Calling Bullshit

This is an interesting book about the flooding of data we need to go through and the difficulty to figure out what is true or not. And I feel it many times you read something “scientific” with many numbers, stats, etc and you kind off believe that has to be true. And those new pharmaceutical drugs that are so amazing or latest paper with a dramatic breakthrough.

Interesting points:

With the hype about machine learning, understanding the algorithm may be out of our understanding but the critical thing is the training data fed into that algorithm. GIGO = Garbage In, Garbage Out. Because the training data is “biased” or not relevant, imagine how is going to be the result.

Correlation is not causation. This is a difficult topic becase we see very easily causation everywhere or find one that matches our theory.

Goodhart’s law adapted to normal people: “When a measure becomes a target, it ceases to be a good measure”. That’s so true. Think of your performance review at work, the GPU tests, etc.

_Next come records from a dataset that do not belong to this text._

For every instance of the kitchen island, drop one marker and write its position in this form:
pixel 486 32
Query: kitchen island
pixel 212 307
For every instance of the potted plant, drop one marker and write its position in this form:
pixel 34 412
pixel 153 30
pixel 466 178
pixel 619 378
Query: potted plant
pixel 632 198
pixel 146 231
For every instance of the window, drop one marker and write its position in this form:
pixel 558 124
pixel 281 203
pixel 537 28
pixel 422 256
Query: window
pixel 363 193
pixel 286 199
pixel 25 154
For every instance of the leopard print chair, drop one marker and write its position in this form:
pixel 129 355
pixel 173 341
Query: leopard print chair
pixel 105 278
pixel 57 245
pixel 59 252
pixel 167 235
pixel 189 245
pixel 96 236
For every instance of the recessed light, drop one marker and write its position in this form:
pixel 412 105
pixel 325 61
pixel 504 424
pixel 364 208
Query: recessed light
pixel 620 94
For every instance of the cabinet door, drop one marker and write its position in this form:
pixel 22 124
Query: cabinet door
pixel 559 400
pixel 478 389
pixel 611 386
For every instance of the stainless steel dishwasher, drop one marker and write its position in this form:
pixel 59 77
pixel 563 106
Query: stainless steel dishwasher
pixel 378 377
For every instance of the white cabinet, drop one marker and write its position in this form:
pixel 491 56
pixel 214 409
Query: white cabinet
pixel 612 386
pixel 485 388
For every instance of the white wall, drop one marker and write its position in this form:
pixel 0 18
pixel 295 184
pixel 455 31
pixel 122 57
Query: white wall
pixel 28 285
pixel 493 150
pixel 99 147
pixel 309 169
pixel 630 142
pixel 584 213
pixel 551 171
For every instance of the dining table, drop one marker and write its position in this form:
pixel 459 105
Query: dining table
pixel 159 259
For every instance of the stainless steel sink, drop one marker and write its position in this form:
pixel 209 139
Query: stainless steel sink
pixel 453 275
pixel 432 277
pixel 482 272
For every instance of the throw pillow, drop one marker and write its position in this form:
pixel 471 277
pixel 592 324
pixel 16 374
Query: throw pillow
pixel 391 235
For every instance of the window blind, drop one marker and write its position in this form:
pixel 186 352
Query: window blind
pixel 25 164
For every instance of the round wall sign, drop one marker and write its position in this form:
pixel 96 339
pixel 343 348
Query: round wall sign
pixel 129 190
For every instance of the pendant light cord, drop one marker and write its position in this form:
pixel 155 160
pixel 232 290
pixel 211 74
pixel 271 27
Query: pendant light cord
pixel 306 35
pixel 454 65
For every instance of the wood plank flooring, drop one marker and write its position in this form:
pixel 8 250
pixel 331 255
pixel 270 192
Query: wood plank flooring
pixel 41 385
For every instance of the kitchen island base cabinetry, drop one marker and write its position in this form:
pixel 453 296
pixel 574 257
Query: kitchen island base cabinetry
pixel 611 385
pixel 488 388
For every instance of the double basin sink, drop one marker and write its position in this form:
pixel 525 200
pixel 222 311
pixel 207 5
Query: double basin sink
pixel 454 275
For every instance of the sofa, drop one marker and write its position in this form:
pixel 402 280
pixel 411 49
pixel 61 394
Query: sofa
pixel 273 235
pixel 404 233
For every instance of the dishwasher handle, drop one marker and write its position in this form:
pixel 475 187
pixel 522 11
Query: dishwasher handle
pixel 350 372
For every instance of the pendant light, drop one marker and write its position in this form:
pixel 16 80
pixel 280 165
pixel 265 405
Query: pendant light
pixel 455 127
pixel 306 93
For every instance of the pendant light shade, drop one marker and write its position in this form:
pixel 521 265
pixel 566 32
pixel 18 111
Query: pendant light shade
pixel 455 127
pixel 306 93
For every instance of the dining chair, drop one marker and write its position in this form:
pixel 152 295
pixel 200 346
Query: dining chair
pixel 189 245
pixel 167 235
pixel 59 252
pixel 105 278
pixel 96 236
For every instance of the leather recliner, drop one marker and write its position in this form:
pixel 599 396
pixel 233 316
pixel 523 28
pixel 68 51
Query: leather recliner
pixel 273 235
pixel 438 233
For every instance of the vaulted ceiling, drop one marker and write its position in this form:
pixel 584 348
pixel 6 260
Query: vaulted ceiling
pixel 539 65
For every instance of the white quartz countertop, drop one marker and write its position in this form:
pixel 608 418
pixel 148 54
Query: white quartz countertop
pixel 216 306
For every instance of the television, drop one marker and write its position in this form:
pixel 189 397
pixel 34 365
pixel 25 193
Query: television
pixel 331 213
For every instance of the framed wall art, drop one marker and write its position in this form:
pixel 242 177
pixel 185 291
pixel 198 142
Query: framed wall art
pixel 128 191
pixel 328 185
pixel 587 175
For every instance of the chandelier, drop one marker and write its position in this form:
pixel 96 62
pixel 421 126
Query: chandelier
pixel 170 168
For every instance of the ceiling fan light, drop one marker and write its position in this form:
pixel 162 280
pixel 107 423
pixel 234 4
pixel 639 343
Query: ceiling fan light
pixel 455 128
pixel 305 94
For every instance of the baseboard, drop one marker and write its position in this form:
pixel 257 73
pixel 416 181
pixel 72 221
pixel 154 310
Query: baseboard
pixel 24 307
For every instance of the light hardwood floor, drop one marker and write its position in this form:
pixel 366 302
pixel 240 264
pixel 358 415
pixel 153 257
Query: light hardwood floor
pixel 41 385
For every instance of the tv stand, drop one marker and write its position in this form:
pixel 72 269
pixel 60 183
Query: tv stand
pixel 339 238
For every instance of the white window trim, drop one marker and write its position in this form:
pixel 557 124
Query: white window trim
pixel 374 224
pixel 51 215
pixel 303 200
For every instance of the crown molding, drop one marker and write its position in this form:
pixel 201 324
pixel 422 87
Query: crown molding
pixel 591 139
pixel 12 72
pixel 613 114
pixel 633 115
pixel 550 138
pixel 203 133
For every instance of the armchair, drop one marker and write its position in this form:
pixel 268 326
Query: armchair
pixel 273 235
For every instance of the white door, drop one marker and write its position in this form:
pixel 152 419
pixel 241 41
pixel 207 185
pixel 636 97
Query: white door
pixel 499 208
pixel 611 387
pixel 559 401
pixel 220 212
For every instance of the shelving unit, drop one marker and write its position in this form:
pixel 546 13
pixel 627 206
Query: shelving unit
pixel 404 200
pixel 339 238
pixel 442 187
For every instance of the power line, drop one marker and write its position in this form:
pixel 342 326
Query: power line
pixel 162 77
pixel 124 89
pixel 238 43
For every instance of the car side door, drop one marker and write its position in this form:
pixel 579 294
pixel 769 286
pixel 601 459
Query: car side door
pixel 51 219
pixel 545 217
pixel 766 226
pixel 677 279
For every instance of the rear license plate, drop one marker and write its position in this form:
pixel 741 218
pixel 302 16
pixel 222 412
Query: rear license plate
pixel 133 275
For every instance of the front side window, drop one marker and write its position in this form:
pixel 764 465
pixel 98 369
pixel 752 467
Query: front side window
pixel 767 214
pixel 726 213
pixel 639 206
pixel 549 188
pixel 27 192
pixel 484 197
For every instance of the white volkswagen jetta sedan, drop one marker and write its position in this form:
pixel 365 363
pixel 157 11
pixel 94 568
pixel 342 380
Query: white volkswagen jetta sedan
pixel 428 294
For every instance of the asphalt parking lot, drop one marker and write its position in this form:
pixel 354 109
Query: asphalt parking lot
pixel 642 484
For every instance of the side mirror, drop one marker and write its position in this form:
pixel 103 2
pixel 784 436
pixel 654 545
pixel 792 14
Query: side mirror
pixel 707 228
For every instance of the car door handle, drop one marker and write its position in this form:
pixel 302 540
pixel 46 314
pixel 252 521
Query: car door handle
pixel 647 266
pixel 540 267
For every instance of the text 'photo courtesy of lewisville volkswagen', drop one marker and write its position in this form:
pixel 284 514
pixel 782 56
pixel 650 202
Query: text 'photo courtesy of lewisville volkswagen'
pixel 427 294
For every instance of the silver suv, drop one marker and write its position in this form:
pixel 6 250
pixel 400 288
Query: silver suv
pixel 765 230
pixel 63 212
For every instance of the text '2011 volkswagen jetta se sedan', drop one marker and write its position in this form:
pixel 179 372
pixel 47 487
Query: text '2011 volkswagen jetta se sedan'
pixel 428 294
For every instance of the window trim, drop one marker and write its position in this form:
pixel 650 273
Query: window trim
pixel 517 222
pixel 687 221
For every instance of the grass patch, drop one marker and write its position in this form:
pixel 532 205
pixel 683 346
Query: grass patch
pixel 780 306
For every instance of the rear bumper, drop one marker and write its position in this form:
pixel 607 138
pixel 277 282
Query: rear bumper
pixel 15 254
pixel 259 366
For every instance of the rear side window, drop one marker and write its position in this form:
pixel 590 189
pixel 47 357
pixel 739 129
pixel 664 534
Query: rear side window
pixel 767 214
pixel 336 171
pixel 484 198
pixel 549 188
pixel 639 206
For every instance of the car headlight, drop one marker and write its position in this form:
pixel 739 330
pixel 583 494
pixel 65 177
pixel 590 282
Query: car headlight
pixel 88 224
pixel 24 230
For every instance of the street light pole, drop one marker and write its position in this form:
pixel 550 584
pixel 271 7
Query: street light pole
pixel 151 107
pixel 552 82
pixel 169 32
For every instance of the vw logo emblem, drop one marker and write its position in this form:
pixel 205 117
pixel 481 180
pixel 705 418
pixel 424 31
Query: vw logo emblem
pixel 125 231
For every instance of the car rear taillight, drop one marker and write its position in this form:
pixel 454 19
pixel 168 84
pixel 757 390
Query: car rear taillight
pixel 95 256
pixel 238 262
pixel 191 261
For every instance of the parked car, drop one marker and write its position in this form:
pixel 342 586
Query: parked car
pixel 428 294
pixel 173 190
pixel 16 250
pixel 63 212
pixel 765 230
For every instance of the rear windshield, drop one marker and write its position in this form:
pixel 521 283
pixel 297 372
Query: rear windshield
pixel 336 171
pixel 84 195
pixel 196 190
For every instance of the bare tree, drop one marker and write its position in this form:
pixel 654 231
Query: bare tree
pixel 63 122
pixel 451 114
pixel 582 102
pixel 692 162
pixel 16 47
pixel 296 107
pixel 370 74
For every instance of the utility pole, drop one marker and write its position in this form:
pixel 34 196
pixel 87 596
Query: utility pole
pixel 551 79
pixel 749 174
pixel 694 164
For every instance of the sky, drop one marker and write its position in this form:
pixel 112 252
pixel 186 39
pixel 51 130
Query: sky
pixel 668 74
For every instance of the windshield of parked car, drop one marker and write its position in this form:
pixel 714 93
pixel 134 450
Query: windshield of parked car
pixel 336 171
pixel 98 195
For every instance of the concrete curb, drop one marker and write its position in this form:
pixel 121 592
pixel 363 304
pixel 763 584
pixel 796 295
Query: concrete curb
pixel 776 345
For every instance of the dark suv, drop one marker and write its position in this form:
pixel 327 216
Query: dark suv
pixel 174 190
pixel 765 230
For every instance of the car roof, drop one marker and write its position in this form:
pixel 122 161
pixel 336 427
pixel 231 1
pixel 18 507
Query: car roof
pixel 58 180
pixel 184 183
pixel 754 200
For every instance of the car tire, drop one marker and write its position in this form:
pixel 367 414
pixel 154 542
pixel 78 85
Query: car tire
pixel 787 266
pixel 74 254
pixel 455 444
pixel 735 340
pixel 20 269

Regarding the stats, it is important to pay attention to the axis: start at zero? same proportions/scales?, be mindful of 3D stats, “ducks” decorate or obscure the meaningful data,

If it is too be good to be true/false, then it isn’t.

“mathiness”: formulas and expressions that look like “good” math but they lack logical coherence and formal rigor. This is very typical for things that are not really easy to quantify (ie healthcare quality management), how things are measured?, unit? etc

One of my favourite examples is the paper about the fMRI on the brain of dead! salmons when showing picture of people showing different types of mood. This was important to clarify that MRI images maybe are not as perfect as you expect. I assume that nowadays that has improved….

Prosecutor’s fallacy: You need to prove you customer is innocent although there is DNA match in a database. There is an error rate of 1 in 10,000,000.

MatchNo Match
Guilty10
Innocent550,000,000

You are the defence prosecutor and you want to focus in the left column (blue). That means that there are 5 chances out of 6 (5+1) that your client is inocent having a DNA match.

p-values: null hypothesis and alternative hypothesis. Most papers are based on a p-value of 0.05 (now you have Goodhart’s law)

Refuting Bullshit:

  • Use “reductio ad absudum”
  • Be memorable (dead salmon example)
  • Find counterexamples (immune system theory vs trees)
  • Provide analogies (74M$ -> 2sec faster)
  • Redraw figures
  • Deploy a null model

I leave a lot of things behind that I dont remember but it is worth the reading (and more than once)

In summary, the goal is to be “smart” sceptic and dont believe everything throw to us.